NEWS FROM THE WILD: Black rhino Floppy’s story
Female black rhino Floppy (pictured) lives within the 300,000ha range in Zimbabwe’s south east Lowveld, where Auckland Zoo’s conservation partners, the Lowveld Rhino Trust (LRT), dedicate their conservation efforts for both black and white rhino.
Floppy, so named because her right ear hangs down (the result of a wire snare injury suffered before being rescued by LRT from an insecure area in 2005, aged four) had her first calf at age seven, and this year produced her seventh healthy calf. An exceptional mother, she is contributing to the black rhino population in this area that now stands at 190 animals. Trust monitoring coordinator Natasha Anderson is excited to report another 10 births are expected by the end of 2020. The white rhino population in the area 50.
Covid-19 impacts: The Lowveld Rhino Trust has been running its rhino monitoring programme for 30 years, and says it’s been a challenging 2020, with COVID-19 related restrictions making it difficult to carry out management and emergency operations. Restrictions delayed their emergency capture of a black rhino calf that was orphaned in July when her mother was killed by poachers. Natasha Anderson reports that thankfully, eventually “permission was granted and the calf could be rescued before lions got her.”
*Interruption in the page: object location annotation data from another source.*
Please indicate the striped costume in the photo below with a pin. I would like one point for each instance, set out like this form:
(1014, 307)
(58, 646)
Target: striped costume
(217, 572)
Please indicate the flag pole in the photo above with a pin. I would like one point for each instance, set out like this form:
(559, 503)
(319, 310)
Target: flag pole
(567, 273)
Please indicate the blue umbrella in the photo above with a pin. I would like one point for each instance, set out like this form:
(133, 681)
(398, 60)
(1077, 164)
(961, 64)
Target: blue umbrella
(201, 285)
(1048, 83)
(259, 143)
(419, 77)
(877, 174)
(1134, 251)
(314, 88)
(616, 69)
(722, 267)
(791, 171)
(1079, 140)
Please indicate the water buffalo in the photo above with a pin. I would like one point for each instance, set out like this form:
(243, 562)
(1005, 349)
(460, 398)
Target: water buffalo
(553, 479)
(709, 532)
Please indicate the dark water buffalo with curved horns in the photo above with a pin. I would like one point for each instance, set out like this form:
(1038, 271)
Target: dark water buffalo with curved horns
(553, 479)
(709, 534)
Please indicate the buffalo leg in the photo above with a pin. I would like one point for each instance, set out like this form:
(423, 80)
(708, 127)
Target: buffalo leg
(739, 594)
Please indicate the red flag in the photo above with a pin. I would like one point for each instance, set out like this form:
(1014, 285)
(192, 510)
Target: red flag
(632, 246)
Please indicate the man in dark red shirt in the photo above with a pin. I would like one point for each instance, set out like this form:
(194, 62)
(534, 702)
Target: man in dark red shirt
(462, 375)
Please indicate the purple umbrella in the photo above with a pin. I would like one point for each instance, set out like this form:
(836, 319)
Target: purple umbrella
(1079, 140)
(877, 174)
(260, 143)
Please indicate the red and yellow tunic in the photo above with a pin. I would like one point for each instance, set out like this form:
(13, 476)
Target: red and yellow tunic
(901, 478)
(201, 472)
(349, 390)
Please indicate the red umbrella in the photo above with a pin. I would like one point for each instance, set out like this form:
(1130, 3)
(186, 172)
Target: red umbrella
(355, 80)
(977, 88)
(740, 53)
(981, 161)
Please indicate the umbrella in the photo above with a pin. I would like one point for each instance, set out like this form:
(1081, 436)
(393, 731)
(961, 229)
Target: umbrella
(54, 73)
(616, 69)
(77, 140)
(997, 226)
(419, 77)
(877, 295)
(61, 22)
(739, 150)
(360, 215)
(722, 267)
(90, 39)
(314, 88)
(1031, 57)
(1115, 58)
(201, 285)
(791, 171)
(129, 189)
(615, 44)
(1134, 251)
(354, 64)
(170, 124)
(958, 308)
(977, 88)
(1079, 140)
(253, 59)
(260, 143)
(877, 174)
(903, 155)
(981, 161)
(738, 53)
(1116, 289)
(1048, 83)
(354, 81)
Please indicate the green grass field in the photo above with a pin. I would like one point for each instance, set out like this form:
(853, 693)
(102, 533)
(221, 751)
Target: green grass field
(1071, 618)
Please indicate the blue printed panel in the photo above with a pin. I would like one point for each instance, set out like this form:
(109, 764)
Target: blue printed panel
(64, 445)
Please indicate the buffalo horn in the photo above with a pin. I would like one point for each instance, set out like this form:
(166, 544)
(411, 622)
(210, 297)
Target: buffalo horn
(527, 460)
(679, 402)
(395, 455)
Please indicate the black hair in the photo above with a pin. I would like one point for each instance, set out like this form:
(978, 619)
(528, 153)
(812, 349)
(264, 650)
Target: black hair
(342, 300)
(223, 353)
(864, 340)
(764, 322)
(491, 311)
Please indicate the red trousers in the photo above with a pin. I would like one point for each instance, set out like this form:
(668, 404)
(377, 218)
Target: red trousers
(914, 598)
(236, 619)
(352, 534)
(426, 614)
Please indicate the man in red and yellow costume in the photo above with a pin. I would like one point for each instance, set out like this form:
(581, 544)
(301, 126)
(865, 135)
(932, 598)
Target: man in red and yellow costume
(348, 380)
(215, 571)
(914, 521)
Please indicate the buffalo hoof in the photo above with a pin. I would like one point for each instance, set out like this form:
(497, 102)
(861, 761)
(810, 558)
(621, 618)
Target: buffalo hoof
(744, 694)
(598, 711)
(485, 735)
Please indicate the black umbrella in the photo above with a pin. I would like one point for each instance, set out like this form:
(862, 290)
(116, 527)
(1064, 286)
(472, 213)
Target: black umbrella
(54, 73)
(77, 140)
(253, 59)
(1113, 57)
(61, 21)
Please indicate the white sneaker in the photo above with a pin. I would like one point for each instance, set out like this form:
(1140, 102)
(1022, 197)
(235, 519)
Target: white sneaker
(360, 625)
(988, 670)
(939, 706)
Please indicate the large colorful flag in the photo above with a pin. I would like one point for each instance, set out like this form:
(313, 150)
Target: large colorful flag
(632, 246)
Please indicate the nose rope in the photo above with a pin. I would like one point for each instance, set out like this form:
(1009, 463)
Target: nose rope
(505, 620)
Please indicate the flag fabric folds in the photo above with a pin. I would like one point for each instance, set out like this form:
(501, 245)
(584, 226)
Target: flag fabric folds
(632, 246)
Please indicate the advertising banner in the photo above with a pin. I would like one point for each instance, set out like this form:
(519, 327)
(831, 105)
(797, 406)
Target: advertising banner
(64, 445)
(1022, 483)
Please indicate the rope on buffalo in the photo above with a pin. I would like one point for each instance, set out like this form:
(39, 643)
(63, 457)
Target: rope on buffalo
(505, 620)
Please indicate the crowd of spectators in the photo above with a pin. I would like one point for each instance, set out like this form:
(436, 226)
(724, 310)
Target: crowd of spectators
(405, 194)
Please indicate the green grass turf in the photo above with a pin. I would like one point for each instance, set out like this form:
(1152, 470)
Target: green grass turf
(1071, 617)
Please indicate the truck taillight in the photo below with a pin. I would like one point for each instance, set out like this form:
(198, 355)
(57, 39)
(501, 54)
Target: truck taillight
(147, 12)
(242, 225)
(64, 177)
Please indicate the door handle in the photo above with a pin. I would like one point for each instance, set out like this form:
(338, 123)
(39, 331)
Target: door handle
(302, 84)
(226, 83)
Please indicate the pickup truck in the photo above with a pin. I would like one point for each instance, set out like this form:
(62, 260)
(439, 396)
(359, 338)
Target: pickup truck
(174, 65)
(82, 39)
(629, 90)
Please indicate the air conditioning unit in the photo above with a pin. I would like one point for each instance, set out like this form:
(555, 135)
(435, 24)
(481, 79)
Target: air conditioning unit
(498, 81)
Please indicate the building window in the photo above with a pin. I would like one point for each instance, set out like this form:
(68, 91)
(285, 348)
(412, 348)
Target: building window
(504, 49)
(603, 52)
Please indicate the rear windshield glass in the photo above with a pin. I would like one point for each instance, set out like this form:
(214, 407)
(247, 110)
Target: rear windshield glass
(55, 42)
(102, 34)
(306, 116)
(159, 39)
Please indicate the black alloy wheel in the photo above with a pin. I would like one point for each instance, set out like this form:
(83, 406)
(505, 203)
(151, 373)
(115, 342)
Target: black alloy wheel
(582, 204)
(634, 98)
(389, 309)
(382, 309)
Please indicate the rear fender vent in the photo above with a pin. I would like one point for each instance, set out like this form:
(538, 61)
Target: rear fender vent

Latest Auckland Zoo support: In the past year, Auckland Zoo has been helping fund critical DNA processing for black rhino samples collected by LRT to help evaluate the impacts of things like dehorning, translocations, and regrettably, poaching. LRT has the largest database of demographic records of free-ranging black rhinos that has ever been collected, and this work allows them to compare genetic information alongside the demographics to further understand, and respond to, rhino conservation issues.